Había una vez un Zapatero que -sin que él tuviera
la culpa- era pobre, tan pobre, que ya no le quedaba más que el cuero necesario
para hacer un par de zapatos. Llegada la noche, cortó los zapatos que había de
hacer a la mañana siguiente, preparó la labor y se fue a dormir. Rezó sus
oraciones y, como tenía limpia la conciencia, pronto se quedó dormido.
Por
la mañana, después de rezar de nuevo y cuando se preparaba a sentarse al
trabajo, se encontró encima de la mesa, perfectamente acabados, el par de
zapatos. Y tanto se asombró, que no sabía lo que le pasaba.
Por
fin, tomó en sus manos el par de zapatos y los miró de cerca. Estaban tan bien
cosidos, que cada punto aparecía en su sitio y todo el trabajo era una
verdadera obra maestra.
No
tardó en entrar en la tienda un comprador, y al ver los zapatos le gustaron
tanto y tanto, que pagó por ellos más del precio ordinario, y así el Zapatero
pudo comprar cuero para dos pares de zapatos más.
Por
la noche los cortó y preparó, y al día siguiente, animado de nuevo valor, fue a
ponerse al trabajo; pero no necesitó dar ni un punto, pues allí estaban
terminados los cuatro zapatitos. Y no tardaron en entrar compradores y
llevárselos.

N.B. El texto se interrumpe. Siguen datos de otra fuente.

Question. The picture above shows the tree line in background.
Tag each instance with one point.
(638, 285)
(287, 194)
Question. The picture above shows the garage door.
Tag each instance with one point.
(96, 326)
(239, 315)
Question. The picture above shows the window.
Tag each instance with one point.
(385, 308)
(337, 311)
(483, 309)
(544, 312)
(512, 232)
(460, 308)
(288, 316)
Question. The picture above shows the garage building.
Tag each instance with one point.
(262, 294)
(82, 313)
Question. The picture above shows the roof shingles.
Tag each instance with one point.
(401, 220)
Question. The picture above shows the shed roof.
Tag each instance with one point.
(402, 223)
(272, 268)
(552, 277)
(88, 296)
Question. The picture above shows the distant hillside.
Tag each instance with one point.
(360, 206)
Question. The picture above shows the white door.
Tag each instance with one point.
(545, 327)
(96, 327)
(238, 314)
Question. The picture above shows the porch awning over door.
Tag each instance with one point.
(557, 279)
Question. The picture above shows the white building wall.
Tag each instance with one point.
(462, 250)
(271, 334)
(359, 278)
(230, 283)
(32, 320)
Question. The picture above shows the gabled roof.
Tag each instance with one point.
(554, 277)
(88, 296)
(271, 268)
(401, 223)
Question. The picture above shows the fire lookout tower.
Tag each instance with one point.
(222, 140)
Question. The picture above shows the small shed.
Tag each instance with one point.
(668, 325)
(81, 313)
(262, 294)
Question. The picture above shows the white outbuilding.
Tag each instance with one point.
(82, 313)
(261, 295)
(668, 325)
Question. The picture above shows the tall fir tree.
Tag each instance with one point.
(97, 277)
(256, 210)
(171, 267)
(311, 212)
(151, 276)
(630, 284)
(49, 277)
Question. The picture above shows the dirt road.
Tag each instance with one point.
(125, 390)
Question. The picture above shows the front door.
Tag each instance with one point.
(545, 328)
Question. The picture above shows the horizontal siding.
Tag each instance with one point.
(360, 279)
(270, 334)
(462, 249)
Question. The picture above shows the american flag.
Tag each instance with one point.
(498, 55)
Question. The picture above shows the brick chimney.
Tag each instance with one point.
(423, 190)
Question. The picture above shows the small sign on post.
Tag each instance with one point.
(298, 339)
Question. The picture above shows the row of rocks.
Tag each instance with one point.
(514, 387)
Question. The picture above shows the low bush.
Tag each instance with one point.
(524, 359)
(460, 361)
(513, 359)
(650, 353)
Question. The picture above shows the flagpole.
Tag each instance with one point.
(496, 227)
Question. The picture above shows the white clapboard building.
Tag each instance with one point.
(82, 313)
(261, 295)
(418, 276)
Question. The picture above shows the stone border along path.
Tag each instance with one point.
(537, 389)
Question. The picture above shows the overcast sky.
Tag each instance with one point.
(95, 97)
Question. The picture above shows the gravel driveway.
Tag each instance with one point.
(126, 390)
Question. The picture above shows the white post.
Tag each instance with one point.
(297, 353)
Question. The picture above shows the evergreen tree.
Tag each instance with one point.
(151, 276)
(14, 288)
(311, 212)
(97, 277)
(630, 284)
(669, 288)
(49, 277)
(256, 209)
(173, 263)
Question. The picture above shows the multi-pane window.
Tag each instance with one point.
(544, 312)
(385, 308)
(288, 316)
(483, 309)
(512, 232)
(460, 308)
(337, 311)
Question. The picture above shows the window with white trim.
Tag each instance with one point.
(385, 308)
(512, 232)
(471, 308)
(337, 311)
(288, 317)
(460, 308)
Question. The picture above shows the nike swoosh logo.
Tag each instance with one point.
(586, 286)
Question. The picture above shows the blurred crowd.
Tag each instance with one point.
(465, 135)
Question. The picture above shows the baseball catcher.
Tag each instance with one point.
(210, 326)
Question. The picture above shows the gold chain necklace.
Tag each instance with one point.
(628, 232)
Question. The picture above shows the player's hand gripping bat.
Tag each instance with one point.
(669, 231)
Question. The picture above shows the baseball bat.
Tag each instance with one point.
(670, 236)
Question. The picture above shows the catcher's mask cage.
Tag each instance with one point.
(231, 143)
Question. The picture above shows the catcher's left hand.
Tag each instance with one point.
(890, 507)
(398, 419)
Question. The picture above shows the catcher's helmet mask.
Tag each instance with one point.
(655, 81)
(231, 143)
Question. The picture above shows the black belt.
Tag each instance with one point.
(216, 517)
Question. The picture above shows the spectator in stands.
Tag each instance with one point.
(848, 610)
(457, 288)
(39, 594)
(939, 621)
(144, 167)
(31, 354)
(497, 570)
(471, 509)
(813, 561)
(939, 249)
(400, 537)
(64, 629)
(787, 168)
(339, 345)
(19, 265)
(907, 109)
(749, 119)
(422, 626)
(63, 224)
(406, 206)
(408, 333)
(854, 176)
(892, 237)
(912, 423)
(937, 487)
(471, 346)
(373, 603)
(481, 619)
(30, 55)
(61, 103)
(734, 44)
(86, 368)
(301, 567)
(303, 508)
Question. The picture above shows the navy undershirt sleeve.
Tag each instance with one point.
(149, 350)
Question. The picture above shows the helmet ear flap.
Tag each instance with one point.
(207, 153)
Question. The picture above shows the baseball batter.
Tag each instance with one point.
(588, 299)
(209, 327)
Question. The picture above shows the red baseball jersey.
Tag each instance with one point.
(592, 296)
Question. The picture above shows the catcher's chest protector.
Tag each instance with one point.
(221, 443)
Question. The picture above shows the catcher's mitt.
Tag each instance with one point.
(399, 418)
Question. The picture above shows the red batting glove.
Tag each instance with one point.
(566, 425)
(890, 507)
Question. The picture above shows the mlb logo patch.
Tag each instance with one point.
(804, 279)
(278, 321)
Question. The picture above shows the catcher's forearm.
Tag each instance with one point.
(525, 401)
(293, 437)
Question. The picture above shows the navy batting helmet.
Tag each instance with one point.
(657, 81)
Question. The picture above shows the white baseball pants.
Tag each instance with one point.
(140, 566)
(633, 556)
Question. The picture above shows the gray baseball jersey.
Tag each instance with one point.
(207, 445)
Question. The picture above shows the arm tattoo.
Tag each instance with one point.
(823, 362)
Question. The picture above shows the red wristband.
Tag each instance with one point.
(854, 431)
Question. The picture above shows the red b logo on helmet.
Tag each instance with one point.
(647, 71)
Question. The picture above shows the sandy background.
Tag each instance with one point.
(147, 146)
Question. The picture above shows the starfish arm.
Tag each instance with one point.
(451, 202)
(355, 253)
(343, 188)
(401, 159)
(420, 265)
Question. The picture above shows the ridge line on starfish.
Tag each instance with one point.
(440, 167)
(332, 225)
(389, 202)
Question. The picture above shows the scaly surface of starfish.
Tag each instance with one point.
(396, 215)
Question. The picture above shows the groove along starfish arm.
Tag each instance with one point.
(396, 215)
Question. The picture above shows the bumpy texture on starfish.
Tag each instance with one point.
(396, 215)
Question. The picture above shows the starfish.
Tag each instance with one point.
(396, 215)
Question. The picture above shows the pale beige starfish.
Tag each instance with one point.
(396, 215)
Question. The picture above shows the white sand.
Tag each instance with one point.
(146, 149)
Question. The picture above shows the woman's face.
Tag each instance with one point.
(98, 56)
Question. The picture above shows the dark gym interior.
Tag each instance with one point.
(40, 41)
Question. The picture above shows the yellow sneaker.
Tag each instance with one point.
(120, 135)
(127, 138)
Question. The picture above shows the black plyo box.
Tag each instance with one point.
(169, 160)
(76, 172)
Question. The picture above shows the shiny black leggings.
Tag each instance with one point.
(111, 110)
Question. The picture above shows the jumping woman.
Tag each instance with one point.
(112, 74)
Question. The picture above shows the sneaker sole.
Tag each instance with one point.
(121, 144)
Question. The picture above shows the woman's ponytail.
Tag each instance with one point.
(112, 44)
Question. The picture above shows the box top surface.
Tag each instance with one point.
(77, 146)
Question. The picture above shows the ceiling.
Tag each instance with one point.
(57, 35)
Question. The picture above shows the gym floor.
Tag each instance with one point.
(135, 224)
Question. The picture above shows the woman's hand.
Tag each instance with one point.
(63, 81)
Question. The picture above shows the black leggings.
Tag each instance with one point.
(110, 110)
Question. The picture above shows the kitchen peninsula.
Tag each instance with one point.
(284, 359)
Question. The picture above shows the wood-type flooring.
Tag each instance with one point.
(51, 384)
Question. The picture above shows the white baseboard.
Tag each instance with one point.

Y tanto dinero dieron por ellos, que el Zapatero pudo comprar
cuero para cuatro pares de zapatos.
A
la mañana siguiente, los cuatro pares estaban terminados, y así sucedió todos
los días; cuanta labor cortaba el Zapatero por la noche, por la mañana la
encontraba acabada, y, como se la pagaban muy bien, no tardó en convertirse en
hombre de buena posición.
Y
he aquí que una noche, poco antes de Navidad, cuando el Zapatero hubo cortado
los zapatos como de costumbre, se le ocurrió decir a su mujer:
-¿Qué te parece si esta noche nos quedáramos, a observar quién es la
persona generosa que así nos ayuda?
La
mujer del Zapatero asintió; encendieron una vela y se escondieron en un rincón
del cuarto, detrás de unas ropas que allí había colgadas.
A
medianoche vieron llegar a dos hombrecillos desnuditos, que, subiéndose a la
mesa del Zapatero, cogieron la labor entre sus deditos, y empezaron a coser, y
encerar, y trabajar tan de prisa y tan bien, que el Zapatero no podía creer lo
que veían sus ojos. Los duendecillos no pararon un minuto, hasta que tuvieron
todos los zapatos terminados sobre la mesa; entonces desaparecie-ron
rápidamente.
Al
día siguiente, dijo la mujer del Zapatero:
‑Los duendecillos nos han hecho ricos, y deberíamos demostrarles nuestra
gratitud. Se ponen a trabajar desnuditos, y deben tener frío. Voy a hacer para
ellos calzones, chaquetas, chalecos y dos pares de medias; tú les harás un par
de zapatos para cada uno.
Al
Zapatero le pareció de perlas la idea de su mujer, y, por la noche, cuando los
presentes estuvieron terminados, los dejaron sobre la mesa y se escondieron
para observar qué harían los duendecillos al encontrar los regalos.
A
medianoche aparecieron los pequeños zapateros, saltando y brincando, y fueron a
ponerse al trabajo, pero en vez de encontrar el cuero cortado, encontraron las
lindas ropitas. Al principio, se sorprendieron mucho; luego se pusieron muy
contentos. De prisa, de prisa se vistieron y calzaron, cantando:
‑Ahora que vamos calzados nosotros,
¿quién
trabaja para los pies de los otros?
Y
saltaron brincaron gozosos sobre sillas y mesas y, al fin, se marcharon,
siempre contentos. No volvieron nunca más, pero el Zapatero les quedó por
siempre agradecido, y vivió, hasta el fin, dichoso y rico.